Les policiers ont également été pris à partie dans la banlieue de Lyon : "Vive les assassins de la police", avait crié mercredi, un jeune homme en se présentant au commissariat de Saint-Priest. Jeudi, un autre avait hurlé "Allah akbar, déjà deux morts chez vous, allez vous faire enculer, fils de pute, c'est bien fait pour vous", en récupérant sa voiture placée en fourrière. Le même jour, un jeune homme de Vénissieux avait injurié des policiers lors d'un contrôle de police : "Toi aussi tu aurais mérité de te prendre une balle dans la tête".

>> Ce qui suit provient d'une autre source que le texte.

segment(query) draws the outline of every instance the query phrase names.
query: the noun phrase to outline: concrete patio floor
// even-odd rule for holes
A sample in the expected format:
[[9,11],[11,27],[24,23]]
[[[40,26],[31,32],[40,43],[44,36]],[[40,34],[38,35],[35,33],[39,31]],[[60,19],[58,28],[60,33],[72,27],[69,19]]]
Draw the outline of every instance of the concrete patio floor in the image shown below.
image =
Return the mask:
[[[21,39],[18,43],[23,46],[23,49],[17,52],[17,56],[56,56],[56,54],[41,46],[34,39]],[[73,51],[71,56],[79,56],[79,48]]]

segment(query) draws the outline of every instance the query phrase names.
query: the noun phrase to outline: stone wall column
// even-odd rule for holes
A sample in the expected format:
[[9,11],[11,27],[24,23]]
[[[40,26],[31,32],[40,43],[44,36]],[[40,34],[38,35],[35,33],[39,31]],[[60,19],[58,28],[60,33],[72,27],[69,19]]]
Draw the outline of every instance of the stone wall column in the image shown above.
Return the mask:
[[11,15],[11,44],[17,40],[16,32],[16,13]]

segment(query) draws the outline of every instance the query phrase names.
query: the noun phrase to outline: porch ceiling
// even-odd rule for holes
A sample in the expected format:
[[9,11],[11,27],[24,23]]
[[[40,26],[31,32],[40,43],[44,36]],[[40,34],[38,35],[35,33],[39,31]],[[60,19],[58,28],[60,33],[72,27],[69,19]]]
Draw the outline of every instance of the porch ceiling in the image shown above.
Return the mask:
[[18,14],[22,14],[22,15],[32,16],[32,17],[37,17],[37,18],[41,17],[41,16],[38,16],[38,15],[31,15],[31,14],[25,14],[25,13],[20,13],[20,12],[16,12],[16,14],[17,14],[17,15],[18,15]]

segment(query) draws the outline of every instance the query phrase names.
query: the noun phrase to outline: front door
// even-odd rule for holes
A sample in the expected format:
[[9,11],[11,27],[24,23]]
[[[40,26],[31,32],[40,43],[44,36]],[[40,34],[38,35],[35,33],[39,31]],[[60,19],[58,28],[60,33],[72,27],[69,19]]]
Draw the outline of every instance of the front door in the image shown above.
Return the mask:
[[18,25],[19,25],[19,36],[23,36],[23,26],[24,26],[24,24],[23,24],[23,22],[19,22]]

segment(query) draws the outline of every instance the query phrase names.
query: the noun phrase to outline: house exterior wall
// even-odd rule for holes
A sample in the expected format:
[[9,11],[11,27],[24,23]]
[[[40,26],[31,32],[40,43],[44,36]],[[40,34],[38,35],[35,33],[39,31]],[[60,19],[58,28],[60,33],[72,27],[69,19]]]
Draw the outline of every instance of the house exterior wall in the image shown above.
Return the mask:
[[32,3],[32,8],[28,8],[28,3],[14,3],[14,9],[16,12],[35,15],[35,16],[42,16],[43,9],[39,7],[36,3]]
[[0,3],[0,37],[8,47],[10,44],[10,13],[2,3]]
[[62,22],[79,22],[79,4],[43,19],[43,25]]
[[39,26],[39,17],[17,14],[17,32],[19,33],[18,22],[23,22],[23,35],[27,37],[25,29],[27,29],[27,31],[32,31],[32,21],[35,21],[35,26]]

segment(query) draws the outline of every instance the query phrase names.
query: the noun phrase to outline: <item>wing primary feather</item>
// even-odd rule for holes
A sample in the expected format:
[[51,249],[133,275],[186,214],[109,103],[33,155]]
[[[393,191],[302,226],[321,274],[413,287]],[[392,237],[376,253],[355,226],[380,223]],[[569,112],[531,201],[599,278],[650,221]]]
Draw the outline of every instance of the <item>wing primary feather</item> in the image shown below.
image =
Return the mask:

Les comparutions sont très rapides devant les tribunaux. Et les premières peines prononcées très sévères. Un homme a ainsi écopé lundi de trois mois de prison ferme après avoir publié sur Facebook des photos de jihadistes et écrit "on a bien tapé, mettez la djellaba, on ne va pas se rendre, il y a d'autres frères à Marseille".
À Orléans, encore, un jeune de 20 ans a été condamné à six mois de prison ferme pour avoir crié "vive la kalach" jeudi dernier en direction d'un groupe de policiers croisé dans un centre commercial, et imité le bruit de l'arme en mimant la gestuelle d'un combattant tirant une rafale. Au tribunal, il a expliqué qu'il avait bu : "J'ai sorti ça comme ça et je m'en excuse."
De source judiciaire, ces interpellations dessinent les contours de profils très disparates mêlant à la fois des jeunes cherchant la provocation gratuite à des individus beaucoup plus inquiétants, déterminés, et parfois même déjà connus des services pour leurs liens avec l'islam radical.